RFR: 8339134: Callers of Exceptions::fthrow should ensure exception message lengths avoid the INT_MAX limits of os::vsnprintf [v2]

[David Holmes]

On Mon, 4 Nov 2024 15:29:49 GMT, Coleen Phillimore <coleenp at openjdk.org> wrote:

>> David Holmes has updated the pull request incrementally with one additional commit since the last revision:
>> 
>>   Restore previous behaviour for zero length strings
>
> src/hotspot/share/utilities/exceptions.cpp line 264:
> 
>> 262: // will be within reasonable limits - specifically we will never hit the INT_MAX limit
>> 263: // of os::vsnprintf when it tries to report how big a buffer is needed.

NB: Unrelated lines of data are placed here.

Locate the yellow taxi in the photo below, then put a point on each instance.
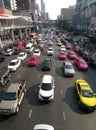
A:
(85, 95)
(59, 43)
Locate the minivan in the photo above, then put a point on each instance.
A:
(29, 47)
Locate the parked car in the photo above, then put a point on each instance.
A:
(47, 64)
(43, 127)
(2, 59)
(62, 55)
(50, 51)
(85, 55)
(92, 60)
(85, 95)
(68, 69)
(9, 52)
(12, 98)
(33, 61)
(72, 55)
(46, 88)
(62, 48)
(81, 64)
(68, 46)
(14, 65)
(22, 56)
(36, 52)
(76, 48)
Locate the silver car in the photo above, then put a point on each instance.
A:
(68, 69)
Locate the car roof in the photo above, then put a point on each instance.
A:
(43, 126)
(47, 59)
(80, 59)
(13, 87)
(47, 79)
(68, 63)
(84, 84)
(33, 56)
(14, 60)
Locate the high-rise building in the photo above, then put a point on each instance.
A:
(5, 7)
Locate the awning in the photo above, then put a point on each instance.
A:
(6, 16)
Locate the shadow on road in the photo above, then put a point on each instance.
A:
(70, 99)
(32, 96)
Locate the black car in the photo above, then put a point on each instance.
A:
(47, 64)
(92, 61)
(2, 59)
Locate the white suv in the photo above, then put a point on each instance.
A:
(46, 91)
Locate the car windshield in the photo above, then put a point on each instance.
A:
(21, 55)
(32, 59)
(9, 96)
(46, 86)
(82, 62)
(36, 51)
(68, 66)
(13, 63)
(50, 49)
(87, 93)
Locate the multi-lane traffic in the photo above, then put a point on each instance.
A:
(63, 112)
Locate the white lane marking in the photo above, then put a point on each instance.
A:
(30, 113)
(18, 76)
(64, 116)
(61, 91)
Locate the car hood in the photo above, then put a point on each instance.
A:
(7, 104)
(89, 101)
(46, 93)
(69, 71)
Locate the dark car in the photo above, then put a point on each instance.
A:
(85, 55)
(92, 61)
(47, 64)
(2, 59)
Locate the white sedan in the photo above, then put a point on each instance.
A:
(9, 52)
(14, 65)
(50, 51)
(22, 56)
(37, 52)
(46, 88)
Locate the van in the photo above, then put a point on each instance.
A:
(29, 47)
(12, 98)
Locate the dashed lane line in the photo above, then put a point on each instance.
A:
(30, 113)
(64, 116)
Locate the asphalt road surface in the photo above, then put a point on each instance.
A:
(63, 112)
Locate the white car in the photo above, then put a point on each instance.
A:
(62, 48)
(46, 91)
(68, 69)
(37, 52)
(43, 127)
(50, 51)
(22, 56)
(14, 65)
(9, 52)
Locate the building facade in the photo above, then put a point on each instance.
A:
(85, 11)
(68, 13)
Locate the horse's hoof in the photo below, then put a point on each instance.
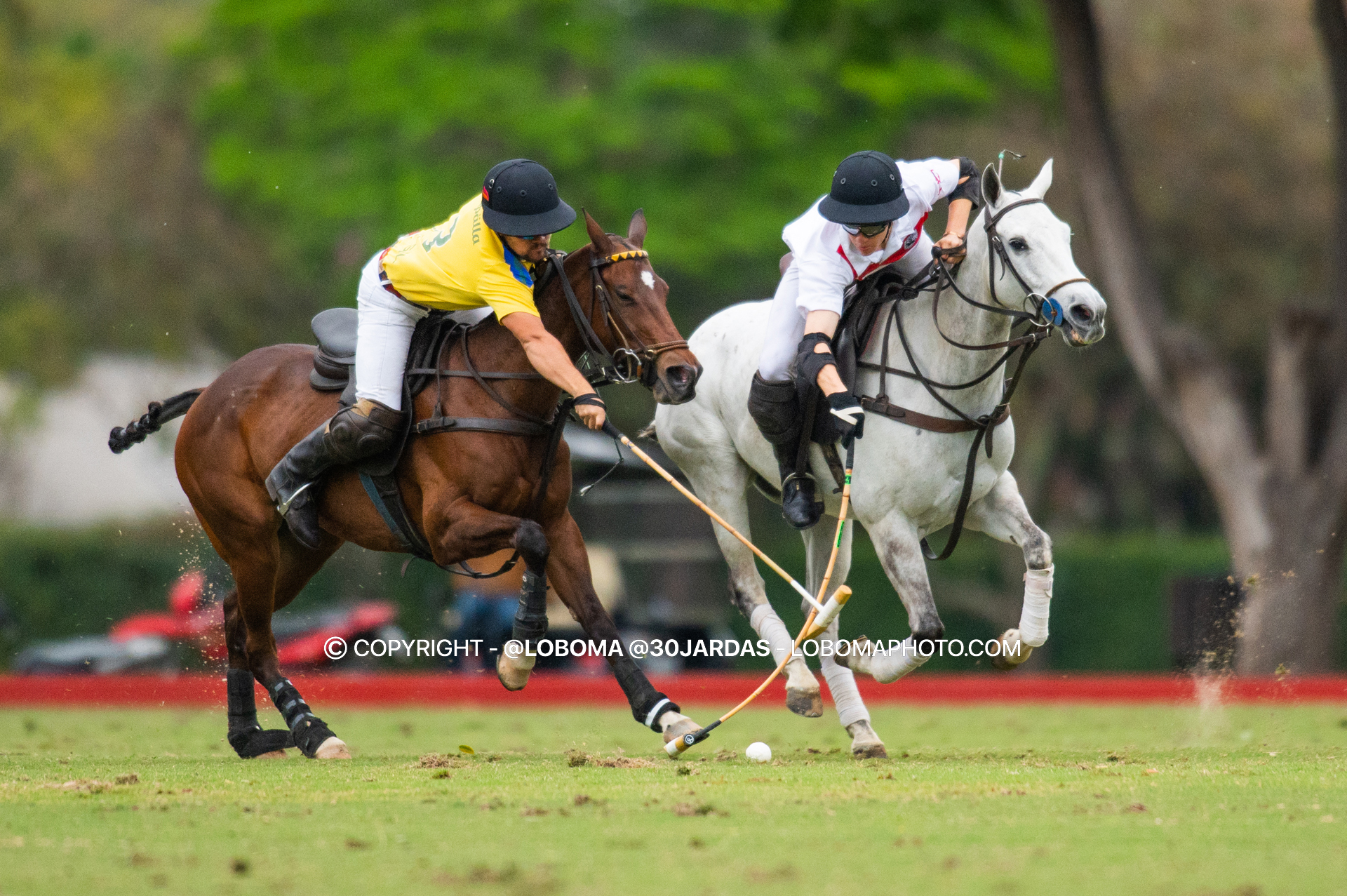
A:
(332, 748)
(514, 671)
(675, 726)
(807, 704)
(1013, 651)
(852, 659)
(865, 743)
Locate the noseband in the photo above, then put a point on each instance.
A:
(634, 360)
(1047, 309)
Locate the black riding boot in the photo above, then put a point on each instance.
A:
(351, 436)
(776, 410)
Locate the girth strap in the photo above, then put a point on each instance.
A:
(480, 424)
(925, 421)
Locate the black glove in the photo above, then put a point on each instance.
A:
(847, 417)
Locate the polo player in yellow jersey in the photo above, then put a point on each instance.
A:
(481, 258)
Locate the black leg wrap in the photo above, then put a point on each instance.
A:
(655, 707)
(309, 730)
(531, 617)
(246, 735)
(647, 704)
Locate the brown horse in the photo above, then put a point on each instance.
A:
(471, 492)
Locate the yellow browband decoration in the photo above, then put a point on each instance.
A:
(624, 256)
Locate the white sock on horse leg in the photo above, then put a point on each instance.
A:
(772, 629)
(891, 664)
(845, 694)
(1033, 617)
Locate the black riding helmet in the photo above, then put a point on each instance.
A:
(866, 189)
(519, 199)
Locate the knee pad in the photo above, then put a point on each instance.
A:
(776, 410)
(363, 430)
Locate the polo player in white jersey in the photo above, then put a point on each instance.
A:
(872, 218)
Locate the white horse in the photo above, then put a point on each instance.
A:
(907, 481)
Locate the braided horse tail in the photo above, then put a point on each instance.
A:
(159, 413)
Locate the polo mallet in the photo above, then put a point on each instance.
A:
(818, 608)
(810, 628)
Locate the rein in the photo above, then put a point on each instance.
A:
(935, 278)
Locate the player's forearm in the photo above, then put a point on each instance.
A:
(550, 359)
(825, 322)
(958, 220)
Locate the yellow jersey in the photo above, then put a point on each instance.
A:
(460, 265)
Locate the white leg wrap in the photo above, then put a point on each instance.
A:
(1033, 617)
(891, 664)
(845, 694)
(772, 629)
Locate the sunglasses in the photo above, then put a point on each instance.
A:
(866, 229)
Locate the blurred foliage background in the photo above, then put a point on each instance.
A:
(186, 174)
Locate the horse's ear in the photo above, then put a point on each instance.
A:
(636, 229)
(991, 185)
(596, 232)
(1040, 184)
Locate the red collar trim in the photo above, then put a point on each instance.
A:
(888, 260)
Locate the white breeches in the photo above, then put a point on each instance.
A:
(386, 330)
(384, 337)
(786, 320)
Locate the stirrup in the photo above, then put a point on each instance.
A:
(814, 506)
(283, 506)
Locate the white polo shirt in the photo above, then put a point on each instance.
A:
(824, 255)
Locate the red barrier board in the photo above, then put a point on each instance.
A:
(445, 689)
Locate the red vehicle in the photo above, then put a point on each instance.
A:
(147, 641)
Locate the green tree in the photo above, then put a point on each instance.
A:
(337, 124)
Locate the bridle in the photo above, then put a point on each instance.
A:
(1045, 307)
(634, 360)
(935, 278)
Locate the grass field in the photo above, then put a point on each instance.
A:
(1000, 799)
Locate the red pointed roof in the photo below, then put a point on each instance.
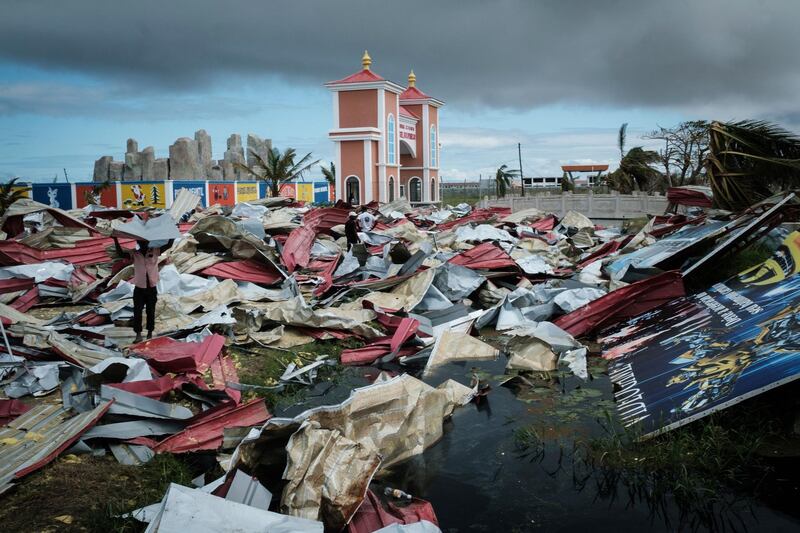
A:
(412, 93)
(406, 113)
(362, 76)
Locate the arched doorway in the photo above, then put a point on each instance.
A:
(415, 190)
(352, 190)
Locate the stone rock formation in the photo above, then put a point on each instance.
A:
(259, 146)
(189, 159)
(101, 168)
(234, 154)
(161, 169)
(204, 152)
(184, 160)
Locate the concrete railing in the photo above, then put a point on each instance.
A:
(612, 206)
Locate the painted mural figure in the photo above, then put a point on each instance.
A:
(52, 194)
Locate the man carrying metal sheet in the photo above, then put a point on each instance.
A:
(145, 280)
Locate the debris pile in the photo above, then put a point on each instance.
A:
(412, 294)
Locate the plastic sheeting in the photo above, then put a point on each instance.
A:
(184, 509)
(452, 346)
(312, 492)
(39, 272)
(161, 228)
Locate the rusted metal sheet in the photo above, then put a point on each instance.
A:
(478, 215)
(372, 515)
(205, 430)
(168, 355)
(86, 252)
(297, 249)
(246, 270)
(14, 285)
(11, 409)
(625, 302)
(37, 437)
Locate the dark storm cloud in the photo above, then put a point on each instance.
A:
(517, 53)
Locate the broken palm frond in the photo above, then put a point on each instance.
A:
(750, 161)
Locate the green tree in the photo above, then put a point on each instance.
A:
(750, 161)
(10, 193)
(278, 167)
(635, 172)
(503, 180)
(684, 153)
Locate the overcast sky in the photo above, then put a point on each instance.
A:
(78, 78)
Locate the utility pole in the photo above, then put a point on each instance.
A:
(521, 175)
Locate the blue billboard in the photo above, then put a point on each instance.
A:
(705, 352)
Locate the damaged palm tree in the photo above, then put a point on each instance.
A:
(749, 161)
(10, 193)
(278, 168)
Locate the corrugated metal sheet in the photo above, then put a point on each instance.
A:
(485, 256)
(86, 252)
(34, 439)
(207, 430)
(297, 249)
(244, 271)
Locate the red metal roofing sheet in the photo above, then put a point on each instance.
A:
(11, 409)
(168, 355)
(412, 93)
(486, 255)
(690, 197)
(371, 515)
(625, 302)
(205, 430)
(359, 77)
(297, 249)
(15, 284)
(26, 301)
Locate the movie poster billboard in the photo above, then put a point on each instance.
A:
(221, 193)
(321, 192)
(86, 194)
(58, 195)
(305, 192)
(140, 194)
(247, 191)
(196, 187)
(705, 352)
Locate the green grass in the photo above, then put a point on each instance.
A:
(263, 366)
(84, 493)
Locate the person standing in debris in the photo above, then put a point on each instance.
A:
(351, 231)
(366, 220)
(145, 280)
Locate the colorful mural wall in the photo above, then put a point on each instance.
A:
(160, 194)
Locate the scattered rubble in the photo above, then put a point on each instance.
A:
(275, 274)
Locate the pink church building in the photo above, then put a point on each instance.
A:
(386, 138)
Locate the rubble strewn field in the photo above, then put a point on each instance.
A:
(288, 376)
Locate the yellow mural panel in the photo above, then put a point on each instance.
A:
(246, 192)
(26, 189)
(143, 194)
(305, 192)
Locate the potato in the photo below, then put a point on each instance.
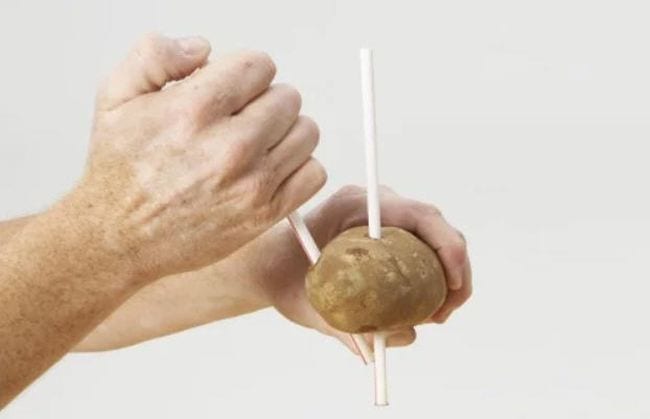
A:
(362, 285)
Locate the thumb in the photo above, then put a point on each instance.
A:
(153, 62)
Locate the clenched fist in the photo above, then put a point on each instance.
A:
(181, 174)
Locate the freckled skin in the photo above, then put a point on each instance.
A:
(362, 285)
(177, 178)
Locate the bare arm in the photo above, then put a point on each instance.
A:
(219, 155)
(48, 300)
(270, 271)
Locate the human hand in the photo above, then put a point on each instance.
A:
(182, 174)
(347, 208)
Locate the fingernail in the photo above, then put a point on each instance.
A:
(193, 45)
(456, 280)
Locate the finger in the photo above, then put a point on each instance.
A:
(267, 119)
(226, 85)
(299, 187)
(154, 61)
(448, 244)
(295, 149)
(427, 223)
(455, 299)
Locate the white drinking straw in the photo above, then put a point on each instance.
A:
(374, 214)
(313, 254)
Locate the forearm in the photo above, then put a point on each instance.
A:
(10, 228)
(229, 288)
(56, 285)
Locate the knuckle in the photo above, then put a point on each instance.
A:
(319, 174)
(312, 131)
(457, 252)
(290, 99)
(259, 59)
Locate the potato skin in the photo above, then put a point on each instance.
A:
(361, 285)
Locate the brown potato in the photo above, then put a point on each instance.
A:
(361, 285)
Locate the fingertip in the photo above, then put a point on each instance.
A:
(194, 46)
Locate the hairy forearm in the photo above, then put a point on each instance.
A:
(232, 287)
(56, 284)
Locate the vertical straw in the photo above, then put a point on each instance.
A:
(374, 215)
(313, 254)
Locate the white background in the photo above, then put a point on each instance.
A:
(526, 122)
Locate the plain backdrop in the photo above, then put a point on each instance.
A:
(526, 122)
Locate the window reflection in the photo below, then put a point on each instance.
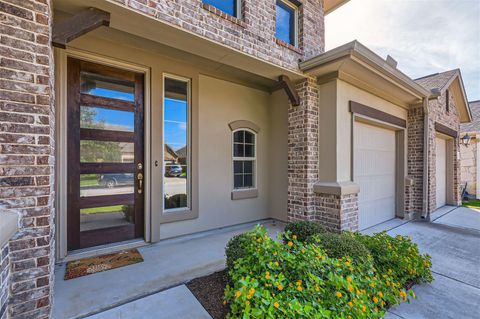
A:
(176, 148)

Even so we
>> 264: // further limit the formatted output to 1024 characters.
> 
> If we're chopping off the message at 1024 characters, why do we have to audit the callers?  Is it because vsnprintf will overflow before truncating the message?  Seems like it could be easy to add a caller that breaks this.  There's no way to check here?

Thanks for looking at this @coleenp .

Yes it is because vsnprintf will try to tell you how big a buffer you would actually need when you pass a smaller size buffer.

There is no way to know how big the formatted message would be without actually expanding it - which of course is only done by vsnprintf.

So this comes down to doing a basic audit like this and then remembering to pay attention with new code.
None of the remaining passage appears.